Menanti hujan reda yang entah kapan serasa membuang waktu sia-sia. Maka, kami
beranikan menerjang sisa hujan yang masih mendera. Berjalan kaki dengan payung
yang tak mampu melindungi kami sepenuhnya dari air hujan, tersebab angin yang
masih berhembus. Kuyup sudah, dari kerudung hingga rok. Namun, semangkuk sup di
tempat makan pinggir kampus itu menawarkan kehangatan, membuang kekesalan yang
sebelumnya menggumpal di hati, aromanya yang meruap menerbitkan selera makan.

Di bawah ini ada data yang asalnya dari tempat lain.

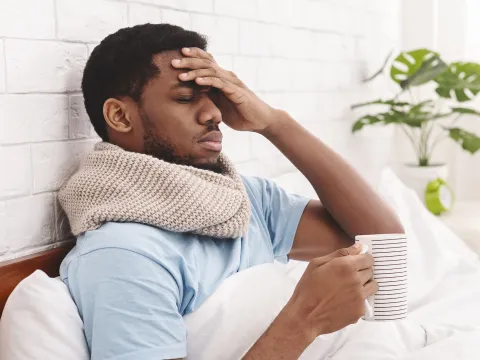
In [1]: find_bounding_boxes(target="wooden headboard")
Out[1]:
[0,243,74,316]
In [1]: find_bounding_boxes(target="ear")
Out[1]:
[103,98,132,133]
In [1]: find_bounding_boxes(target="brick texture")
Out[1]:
[0,0,401,261]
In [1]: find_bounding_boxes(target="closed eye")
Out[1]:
[176,95,195,104]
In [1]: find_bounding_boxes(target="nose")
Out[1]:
[198,95,222,125]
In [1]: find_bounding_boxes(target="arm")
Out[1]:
[172,48,404,260]
[260,110,404,260]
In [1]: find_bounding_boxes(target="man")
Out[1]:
[59,24,403,360]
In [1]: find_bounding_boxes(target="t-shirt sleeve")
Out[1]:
[68,248,187,360]
[247,178,310,263]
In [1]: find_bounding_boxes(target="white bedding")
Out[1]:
[186,170,480,360]
[0,171,480,360]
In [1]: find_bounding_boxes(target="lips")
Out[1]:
[198,131,223,152]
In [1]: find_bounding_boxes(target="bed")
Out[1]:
[0,171,480,360]
[0,243,73,316]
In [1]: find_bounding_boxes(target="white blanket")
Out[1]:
[186,170,480,360]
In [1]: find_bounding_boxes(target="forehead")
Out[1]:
[152,50,185,86]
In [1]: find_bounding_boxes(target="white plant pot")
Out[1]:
[400,164,448,203]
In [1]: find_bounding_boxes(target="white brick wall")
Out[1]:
[0,0,401,260]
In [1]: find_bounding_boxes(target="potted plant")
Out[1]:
[352,49,480,212]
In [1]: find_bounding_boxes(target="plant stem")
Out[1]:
[408,87,417,105]
[400,124,421,161]
[428,134,448,157]
[450,114,463,126]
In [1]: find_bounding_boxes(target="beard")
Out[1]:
[140,111,225,174]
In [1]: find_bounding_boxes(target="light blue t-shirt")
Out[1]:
[60,177,308,360]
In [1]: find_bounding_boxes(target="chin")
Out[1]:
[192,153,224,174]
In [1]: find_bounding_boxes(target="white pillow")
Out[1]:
[0,264,340,360]
[0,270,90,360]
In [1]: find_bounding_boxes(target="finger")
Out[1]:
[182,47,215,62]
[178,67,243,86]
[172,58,213,70]
[352,254,374,271]
[358,268,373,285]
[363,280,378,299]
[312,243,362,266]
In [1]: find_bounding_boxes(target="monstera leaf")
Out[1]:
[390,49,447,89]
[445,128,480,154]
[435,62,480,102]
[451,107,480,116]
[352,100,452,132]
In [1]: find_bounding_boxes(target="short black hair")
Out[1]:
[82,24,207,141]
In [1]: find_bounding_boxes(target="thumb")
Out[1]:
[312,242,362,266]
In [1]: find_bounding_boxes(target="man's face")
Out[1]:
[128,51,226,172]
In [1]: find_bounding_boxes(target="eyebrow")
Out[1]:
[170,80,211,91]
[170,81,200,90]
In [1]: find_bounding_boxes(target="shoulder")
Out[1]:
[60,222,194,279]
[77,222,188,259]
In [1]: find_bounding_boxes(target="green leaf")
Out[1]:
[410,100,433,113]
[435,62,480,102]
[390,49,447,89]
[445,128,480,154]
[352,99,410,109]
[352,114,383,133]
[400,56,448,89]
[452,107,480,116]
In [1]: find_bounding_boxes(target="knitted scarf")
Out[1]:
[59,142,250,238]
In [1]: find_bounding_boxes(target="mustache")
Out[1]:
[195,121,220,140]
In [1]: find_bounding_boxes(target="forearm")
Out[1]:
[242,307,315,360]
[262,111,404,237]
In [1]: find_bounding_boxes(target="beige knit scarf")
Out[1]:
[59,142,250,238]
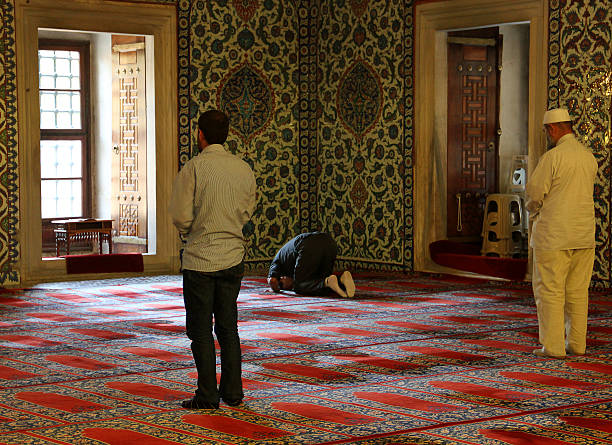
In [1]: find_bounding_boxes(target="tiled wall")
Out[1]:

Ya, kebahagiaan kami sore itu memang sederhana: menikmati sup hangat usai basah
kuyup kedinginan karena hujan. Kesederhanaan yang menenteramkan.
Bagi saya, dia juga adalah sosok
yang sederhana dan apa adanya. Bukankah sebuah jalinan persahabatan seharusnya
juga atas dasar alasan yang sederhana: saudara seiman?
Dia yang saya kenal memang
sederhana, sesederhana tiap canda yang dulu kami punya. Dulu, yang saya ingat,
ia sering ke kampus memakai sepeda, dengan tas kain yang ia selempangkan di
bahunya.
"Hidup ini lucu, kadang manusia tak tahu apa yang sebenarnya ia cari."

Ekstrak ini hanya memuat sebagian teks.